Google Expands AMP Project To Main Search Results
by Laurie Sullivan, Staff Writer @lauriesullivan, August 3, 2016
Google’s move Tuesday expands links to Accelerated Mobile Pages (AMP) beyond a carousel of articles at the top of the search results page to the entire search results page.
Initially, Google had displayed AMP pages in a carousel intended to highlight news articles, while encouraging sites to switch. Now Google counts more than 150 million AMP docs in its index, with more than 4 million new ones added every week.

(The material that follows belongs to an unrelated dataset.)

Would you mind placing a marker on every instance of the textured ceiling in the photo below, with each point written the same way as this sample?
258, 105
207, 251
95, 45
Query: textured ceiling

Having an AMP-enhanced Web site doesn’t improve search rankings, but it does improve the speed in which content loads. On average, AMP sites are four times faster than their mobile counterparts and use 10 times less data.
On average, AMP pages load in less than one second. Some 90% of publishers experience a higher click-through rate, and 80% of AMP publishers experience better ad viewability rates.
Since the majority of use has moved to mobile devices, Google, of course, hopes the shift will keep consumers searching the open Web where it serves paid-search advertisements as opposed to apps such as Bing Search or Facebook.
AMP competes with Facebook Instant Articles and Apple News, and now Google has expanded the project well beyond news into other categories such as query results and ecommerce, and ads.
U.S. retail sales should increase 2.6% in 2016, up from 1.4% growth in 2015, according to a recent eMarketer report. The analyst firm forecasts U.S. retail ecommerce sales will grow 15.7% in 2016, the highest annual increase since 2011. By 2018, ecommerce will surpass 10% of total retail sales in the U.S., per eMarketer.